Wray must be read in its procedural context: it merely affirmed a factual finding by a circuit court, after an evidentiary hearing, that a particular offender had “failed to demonstrate that he was deprived of the actual knowledge of the factual basis” for the charge to which he pled guilty. The movant in Wray “offer[ed] no explanation” as to what he meant when he admitted “sexual contact.” Wray would not prevent Kennicutt from testifying that when he admitted to “sexual contact” at his guilty plea hearing, he did not mean that he had acted with the purpose of arousing or gratifying sexual desire. To act “knowingly,” as required by the perjury statute, it was necessary that Kennicutt have been subjectively “aware of the nature of his conduct.” § 562.016.3(1), RSMo. It may be, as a factual matter, that Kennicutt does not have an “average person's” understanding of the term “sexual contact,” or is not of an “average” literacy level. It may be that Kennicutt understands the term “sexual contact” in a different way (perhaps as any act of touching certain “sexual” parts of the body, whatever the actor's intent). Kennicutt's claim that his intended testimony at his sentencing hearing would not have been inconsistent with his guilty-plea testimony, and that he therefore faced no risk of a perjury prosecution, is not clearly refuted by the record.

Kennicutt's claim that his counsel failed to consider the “retraction defense” in § 575.040.4, RSMo also merits an evidentiary hearing. The majority concludes that the “retraction defense” was inapplicable as a matter of law, because “the basis for Mr. Kennicutt's ‘retraction’ of his admission of guilt was information contained in the SAR—information that had already been exposed before Mr.

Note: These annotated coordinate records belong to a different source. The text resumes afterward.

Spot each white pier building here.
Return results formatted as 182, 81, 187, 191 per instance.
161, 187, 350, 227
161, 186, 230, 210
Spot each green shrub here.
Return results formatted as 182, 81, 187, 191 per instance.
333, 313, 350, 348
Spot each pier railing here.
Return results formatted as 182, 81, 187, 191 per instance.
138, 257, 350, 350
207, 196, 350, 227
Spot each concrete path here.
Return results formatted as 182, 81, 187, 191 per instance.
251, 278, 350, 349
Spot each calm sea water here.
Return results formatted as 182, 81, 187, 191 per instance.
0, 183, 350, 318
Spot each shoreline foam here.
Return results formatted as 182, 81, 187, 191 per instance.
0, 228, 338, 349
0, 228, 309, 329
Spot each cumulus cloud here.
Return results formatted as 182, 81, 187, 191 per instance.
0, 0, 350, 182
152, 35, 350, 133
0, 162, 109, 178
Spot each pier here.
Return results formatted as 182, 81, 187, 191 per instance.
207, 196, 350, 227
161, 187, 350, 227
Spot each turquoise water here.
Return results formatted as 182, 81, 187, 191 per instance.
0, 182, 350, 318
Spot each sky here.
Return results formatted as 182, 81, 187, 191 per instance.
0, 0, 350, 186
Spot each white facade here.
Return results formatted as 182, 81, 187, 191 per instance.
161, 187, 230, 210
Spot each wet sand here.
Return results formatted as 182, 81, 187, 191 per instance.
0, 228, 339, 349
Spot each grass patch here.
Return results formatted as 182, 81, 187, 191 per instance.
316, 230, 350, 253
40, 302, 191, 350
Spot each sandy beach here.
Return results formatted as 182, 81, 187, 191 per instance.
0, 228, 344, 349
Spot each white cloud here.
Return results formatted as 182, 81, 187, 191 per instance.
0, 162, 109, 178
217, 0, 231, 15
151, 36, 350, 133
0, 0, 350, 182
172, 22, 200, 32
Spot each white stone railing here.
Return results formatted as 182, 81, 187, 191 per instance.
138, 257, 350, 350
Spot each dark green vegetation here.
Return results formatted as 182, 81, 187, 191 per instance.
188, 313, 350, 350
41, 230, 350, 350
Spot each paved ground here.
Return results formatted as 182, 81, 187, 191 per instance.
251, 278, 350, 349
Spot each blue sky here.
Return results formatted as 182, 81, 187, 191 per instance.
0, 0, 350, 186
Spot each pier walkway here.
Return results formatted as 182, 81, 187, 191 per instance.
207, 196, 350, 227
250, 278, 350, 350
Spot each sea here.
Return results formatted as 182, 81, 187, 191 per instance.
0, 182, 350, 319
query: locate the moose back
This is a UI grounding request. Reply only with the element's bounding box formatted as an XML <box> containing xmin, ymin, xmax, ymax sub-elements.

Kennicutt desired to testify at the sentencing hearing.”

This issue cannot be decided without an evidentiary hearing. Although the majority confidently claims that the testimony Kennicutt desired to give at his sentencing hearing was based on “information contained in the SAR,” we do not have the Sentencing Assessment Report in the record. The extent to which the SAR “exposed” the falsity of Kennicutt's statements at his guilty-plea hearing cannot be determined on this record.

Even if the record was sufficient, it appears that the SAR merely recounts Kennicutt's own statements claiming his innocence. His counsel stated at the sentencing hearing that the SAR reflected that Kennicutt “maintains he is innocent still.” It does not appear that this is a case in which law enforcement discovered the falsity of a speaker's statements from other information, independent of the speaker. Instead, it is apparently the speaker's own (out-of-court) recantation which the majority now claims makes the “recantation defense” unavailable. The majority cites no authority to support the surprising proposition that a speaker can be prohibited from relying on the “recantation defense” to a perjury prosecution, because the speaker himself admitted the falsity of his earlier statements to a government official outside the courtroom, before formally “retracting” the statements under oath.

I see no need to define the full limits of the “retraction defense” in this appeal, on this record. After all, “what is at issue in this appeal is not the motion court's denial of relief; it is the motion court's refusal to hold an evidentiary hearing to determine whether appellant was entitled to relief under Rule 29.15.” State v. Ivy, 869 S.W.2d 297, 299 (Mo. App. E.D. 1994). Kennicutt's claims of deficient performance by his attorney should be more fully developed at an evidentiary hearing.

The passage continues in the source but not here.